The change in perception was nearly instant. The largest trade group prior to the CFDA was the New York Couture Group, and had only recognized manufacturers as members. Many of them were content with the practice of traveling to Paris every season to buy gowns from the couture to make line-for-line copies, but Lambert convinced a large contingent to break off to join the CFDA.

“The main thing was to take the creative designers away, and ‘creative’ was a very important word at the moment,” Arnold Scaasi once recalled. “When she did that, it really took off.”

Lambert was instrumental in staging American fashion events around the world, including the 1973 “Battle of Versailles” designer showoff that put American talent on the global fashion radar. Bill Blass, Oscar de la Renta, Halston, Stephen Burrows and Anne Klein showed for America, while Pierre Cardin, Hubert de Givenchy, Yves Saint Laurent, Emanuel Ungaro and Marc Bohan of Christian Dior showed for Paris. 

Lambert received the CFDA Lifetime Achievement award in 1988 and the CFDA Industry Tribute Award in 1993. She died in 2003 at the age of 100.

Today, the CFDA has grown substantially and counts more than 500 of America’s top womenswear, menswear and accessory designers as members.

In addition to hosting the annual CFDA Awards, which recognizes the industry’s top talent, the organization owns the Fashion Calendar and stages New York Fashion Week: Men’s. The CFDA offers programs that support professional development and scholarships, including the CFDA/Vogue Fashion Fund, the Geoffrey Been Design Scholarship Award, and the Liz Claiborne Design Scholarship Award.

In 2013, the Fashion Manufacturing Initiative was created to nurture, elevate and preserve garment production in New York City.
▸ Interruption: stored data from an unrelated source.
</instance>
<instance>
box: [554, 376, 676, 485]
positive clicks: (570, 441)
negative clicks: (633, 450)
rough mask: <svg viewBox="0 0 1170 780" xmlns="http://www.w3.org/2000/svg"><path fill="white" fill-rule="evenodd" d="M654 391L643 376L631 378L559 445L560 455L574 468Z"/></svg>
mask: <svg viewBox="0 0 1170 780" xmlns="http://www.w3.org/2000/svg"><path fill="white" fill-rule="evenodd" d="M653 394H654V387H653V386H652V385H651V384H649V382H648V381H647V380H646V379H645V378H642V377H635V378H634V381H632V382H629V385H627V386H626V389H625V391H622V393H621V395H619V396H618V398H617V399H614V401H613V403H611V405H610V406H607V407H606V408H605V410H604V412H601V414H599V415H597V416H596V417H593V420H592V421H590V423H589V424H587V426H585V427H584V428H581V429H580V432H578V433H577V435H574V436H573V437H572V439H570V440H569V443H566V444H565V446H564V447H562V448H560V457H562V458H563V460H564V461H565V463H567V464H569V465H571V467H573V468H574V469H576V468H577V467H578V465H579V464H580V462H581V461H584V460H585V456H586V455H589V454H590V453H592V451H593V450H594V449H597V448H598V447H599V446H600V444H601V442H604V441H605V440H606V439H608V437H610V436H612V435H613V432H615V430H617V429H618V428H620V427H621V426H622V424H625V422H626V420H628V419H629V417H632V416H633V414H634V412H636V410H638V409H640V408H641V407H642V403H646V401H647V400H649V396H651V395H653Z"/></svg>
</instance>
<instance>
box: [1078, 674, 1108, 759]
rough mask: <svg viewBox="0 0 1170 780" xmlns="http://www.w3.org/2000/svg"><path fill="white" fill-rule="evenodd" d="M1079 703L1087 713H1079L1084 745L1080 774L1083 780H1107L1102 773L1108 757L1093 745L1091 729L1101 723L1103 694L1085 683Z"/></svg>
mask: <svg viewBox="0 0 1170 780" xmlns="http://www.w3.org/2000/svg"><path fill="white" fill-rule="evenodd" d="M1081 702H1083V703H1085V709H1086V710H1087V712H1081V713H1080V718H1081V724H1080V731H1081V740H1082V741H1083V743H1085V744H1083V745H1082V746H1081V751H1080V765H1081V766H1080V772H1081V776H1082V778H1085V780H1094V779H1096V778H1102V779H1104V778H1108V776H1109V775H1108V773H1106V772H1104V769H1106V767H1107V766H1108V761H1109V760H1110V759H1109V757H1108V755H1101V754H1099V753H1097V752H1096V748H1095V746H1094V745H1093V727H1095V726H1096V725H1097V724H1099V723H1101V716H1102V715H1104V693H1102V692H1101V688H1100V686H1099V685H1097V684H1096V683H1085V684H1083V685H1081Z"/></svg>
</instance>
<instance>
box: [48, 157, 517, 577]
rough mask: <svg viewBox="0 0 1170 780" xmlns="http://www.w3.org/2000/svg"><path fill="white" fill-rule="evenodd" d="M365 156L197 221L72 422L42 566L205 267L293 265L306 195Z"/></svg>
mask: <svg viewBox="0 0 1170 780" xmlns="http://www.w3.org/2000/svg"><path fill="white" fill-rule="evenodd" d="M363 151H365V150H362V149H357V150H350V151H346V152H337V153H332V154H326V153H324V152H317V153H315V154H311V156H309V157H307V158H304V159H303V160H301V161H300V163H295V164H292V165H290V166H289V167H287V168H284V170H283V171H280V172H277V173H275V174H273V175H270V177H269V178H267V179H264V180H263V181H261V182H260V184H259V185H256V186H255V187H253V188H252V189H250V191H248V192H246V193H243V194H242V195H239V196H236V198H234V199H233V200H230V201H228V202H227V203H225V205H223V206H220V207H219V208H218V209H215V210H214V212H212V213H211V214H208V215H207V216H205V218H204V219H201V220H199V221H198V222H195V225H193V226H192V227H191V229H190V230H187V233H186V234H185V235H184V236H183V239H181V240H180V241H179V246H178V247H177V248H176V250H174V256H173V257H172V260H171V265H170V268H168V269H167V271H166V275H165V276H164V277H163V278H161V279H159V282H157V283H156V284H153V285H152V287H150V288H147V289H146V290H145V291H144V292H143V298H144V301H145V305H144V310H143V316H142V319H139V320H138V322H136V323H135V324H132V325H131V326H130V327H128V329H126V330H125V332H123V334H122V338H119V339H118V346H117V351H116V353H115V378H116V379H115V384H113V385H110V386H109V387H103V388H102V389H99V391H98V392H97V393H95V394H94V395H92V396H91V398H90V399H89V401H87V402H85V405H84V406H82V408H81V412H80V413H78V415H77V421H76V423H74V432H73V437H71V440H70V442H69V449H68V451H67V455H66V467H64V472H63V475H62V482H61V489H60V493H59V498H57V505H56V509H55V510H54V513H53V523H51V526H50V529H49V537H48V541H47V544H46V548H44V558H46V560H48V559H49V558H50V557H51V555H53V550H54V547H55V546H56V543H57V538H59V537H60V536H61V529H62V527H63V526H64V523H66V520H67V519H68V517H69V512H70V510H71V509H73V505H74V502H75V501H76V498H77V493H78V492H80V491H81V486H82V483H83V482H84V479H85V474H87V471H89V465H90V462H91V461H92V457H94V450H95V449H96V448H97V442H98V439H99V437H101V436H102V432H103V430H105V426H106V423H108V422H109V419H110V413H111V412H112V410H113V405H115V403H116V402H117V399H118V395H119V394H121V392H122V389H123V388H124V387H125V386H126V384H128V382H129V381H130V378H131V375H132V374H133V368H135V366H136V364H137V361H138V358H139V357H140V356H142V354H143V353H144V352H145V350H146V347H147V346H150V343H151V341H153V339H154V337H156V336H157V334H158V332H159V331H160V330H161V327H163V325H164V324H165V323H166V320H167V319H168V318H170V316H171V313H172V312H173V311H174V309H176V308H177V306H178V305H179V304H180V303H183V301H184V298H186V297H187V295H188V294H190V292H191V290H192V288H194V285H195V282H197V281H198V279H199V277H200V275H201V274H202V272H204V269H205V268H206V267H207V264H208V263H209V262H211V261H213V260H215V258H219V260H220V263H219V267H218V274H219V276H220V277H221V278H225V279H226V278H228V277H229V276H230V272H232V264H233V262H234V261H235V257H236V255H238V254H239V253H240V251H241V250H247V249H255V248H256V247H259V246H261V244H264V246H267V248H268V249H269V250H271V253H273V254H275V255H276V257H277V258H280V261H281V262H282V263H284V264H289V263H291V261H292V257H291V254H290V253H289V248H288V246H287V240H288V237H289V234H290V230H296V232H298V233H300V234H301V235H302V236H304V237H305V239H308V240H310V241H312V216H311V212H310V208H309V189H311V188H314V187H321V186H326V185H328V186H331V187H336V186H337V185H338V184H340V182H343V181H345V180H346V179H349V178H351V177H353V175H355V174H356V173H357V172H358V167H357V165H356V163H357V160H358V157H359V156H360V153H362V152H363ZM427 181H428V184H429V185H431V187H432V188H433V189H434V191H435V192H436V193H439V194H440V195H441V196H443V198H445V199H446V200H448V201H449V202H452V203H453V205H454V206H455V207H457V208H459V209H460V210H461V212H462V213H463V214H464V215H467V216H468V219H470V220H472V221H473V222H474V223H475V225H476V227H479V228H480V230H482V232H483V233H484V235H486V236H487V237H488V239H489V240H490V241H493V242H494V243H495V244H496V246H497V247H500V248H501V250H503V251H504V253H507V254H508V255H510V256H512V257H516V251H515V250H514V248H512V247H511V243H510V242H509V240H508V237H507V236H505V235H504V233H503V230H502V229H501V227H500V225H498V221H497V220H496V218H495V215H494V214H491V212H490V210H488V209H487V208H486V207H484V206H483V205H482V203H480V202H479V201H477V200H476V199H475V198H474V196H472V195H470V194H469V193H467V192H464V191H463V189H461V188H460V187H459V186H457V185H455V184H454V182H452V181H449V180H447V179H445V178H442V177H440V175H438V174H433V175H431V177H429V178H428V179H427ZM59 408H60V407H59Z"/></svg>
Member support is provided through the strategic Partnerships Group, a high-profile group of companies offering designers strategic opportunities.

The CFDA Foundation Inc. is a separate not-for-profit organized to mobilize the membership to raise funds for charitable causes. Through the foundation, the CFDA created and manages the worldwide Fashion Targets Breast Cancer initiative, raises funds for HIV and AIDS organizations with events such as the previous Fashion’s Night Out and Seventh on Sale and addresses the issue of model health with the CFDA Health Initiative.